By Seattle Business Magazine October 5, 2009
It looks like the 1980s model of the corporate raider has gotten a major upgrade, if not an image makeover. If you have a few million lying around, it’s relatively easy to turn it into a lot more money. (Yes, it still takes money to make money; that much hasn’t changed.) Here’s how:
1. Borrow lots of money and buy an undervalued firm, preferably an old-line manufacturing outfit.
2. Leverage the company’s assets to borrow a lot more.
3. Pay yourself a special dividend. If that doesn’t cover the purchase price (and your own debts), add on management fees and milestone payments if you manage to turn the company around.
4. Sell the company/assets or file for bankruptcy, since the company’s debt is now crippling. You, on the other hand, make off with a nice profit.
This practice is not only legal, but increasingly commonplace, according to the New York Times this morning.
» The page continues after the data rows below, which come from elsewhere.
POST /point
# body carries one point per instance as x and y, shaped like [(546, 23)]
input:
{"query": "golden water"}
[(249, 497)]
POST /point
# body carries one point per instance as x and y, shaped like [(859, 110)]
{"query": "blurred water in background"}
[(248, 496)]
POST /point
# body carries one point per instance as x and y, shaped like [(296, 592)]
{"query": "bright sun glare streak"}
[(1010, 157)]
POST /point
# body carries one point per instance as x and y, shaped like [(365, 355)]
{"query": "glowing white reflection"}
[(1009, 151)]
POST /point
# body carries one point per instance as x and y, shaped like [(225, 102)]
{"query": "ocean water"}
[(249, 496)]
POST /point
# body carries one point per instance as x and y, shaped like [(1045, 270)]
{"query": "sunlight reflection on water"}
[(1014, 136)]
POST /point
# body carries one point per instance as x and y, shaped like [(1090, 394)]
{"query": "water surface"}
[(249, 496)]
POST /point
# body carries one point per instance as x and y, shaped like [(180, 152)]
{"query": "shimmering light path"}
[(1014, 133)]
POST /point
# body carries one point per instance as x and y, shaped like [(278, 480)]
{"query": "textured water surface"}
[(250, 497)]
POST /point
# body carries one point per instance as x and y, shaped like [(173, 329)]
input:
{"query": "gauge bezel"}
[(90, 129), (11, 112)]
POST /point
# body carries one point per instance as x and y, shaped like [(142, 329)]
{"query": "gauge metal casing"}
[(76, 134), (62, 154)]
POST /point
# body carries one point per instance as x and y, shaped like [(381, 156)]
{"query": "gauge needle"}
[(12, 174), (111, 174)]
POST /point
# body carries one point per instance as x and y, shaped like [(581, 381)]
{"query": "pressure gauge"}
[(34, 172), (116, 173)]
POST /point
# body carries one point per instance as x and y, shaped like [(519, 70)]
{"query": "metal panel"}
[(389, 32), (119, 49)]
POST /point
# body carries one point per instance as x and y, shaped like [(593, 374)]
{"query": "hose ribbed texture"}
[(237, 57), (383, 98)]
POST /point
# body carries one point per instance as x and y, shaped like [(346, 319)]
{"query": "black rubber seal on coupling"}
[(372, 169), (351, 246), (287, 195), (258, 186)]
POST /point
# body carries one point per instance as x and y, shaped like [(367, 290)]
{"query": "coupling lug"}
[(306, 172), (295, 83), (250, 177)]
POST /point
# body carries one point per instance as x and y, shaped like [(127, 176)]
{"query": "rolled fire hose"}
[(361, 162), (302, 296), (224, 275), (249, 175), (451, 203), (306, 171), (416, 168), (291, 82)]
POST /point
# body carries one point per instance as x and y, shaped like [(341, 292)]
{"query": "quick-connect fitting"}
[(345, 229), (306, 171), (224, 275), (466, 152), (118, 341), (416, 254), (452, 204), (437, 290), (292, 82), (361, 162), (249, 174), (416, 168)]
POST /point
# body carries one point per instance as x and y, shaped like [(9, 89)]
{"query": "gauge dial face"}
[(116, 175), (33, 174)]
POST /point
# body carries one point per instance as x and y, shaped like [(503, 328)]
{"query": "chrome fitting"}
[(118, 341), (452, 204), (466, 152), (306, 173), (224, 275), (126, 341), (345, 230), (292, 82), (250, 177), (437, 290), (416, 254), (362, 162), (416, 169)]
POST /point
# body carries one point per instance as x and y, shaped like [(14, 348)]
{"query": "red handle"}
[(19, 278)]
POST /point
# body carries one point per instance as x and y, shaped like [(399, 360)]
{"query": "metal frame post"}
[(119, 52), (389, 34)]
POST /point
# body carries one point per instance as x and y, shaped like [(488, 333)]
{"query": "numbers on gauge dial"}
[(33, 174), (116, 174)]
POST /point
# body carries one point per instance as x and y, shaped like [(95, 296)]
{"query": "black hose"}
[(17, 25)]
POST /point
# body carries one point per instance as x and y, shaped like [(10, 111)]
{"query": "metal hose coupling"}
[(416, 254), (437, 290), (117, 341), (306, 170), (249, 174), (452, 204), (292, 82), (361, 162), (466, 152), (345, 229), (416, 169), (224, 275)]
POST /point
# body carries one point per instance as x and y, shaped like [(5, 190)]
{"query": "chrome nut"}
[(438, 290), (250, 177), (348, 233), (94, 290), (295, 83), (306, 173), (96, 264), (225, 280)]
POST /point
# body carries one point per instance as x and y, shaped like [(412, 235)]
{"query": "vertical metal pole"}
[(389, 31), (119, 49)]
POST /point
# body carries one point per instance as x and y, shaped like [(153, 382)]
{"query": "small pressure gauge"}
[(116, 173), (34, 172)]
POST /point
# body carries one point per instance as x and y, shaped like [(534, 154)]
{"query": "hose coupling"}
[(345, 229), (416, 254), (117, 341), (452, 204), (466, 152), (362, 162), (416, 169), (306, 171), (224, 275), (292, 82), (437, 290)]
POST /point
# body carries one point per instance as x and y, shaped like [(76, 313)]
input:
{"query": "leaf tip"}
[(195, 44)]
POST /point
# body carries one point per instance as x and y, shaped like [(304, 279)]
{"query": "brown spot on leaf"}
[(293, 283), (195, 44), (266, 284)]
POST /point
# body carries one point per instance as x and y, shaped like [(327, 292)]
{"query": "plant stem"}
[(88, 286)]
The story at the link focuses on Simmons Bedding Co. (makers of the Beautyrest mattress), who after a period of ownership by Thomas H. Lee Partners of Boston, saw an increase in revenue and profit but nonetheless wound up laying off 1,000 people last year and filing for bankruptcy.
Of course, not all private equity investors are evil goatee-wearing madmen swimming in pools of cash like Scrooge McDuck. The THL managers are appropriately conciliatory and cite the “unforeseeable and unprecedented” economic climate for the reason to go into Chapter 11.
But the reality is that more than a hundred marquee names, from Harrah’s Entertainment to Six Flags, have found themselves taken over by private equity firms lately. Add to them Northwest names like Eddie Bauer and Puget Sound Energy, and we’re talking about more than a trend; this is a new economy. One in which relatively few people will profit at the expense of their companies, their brands and their employees.
A sign of the times? Or just more of the same, writ large?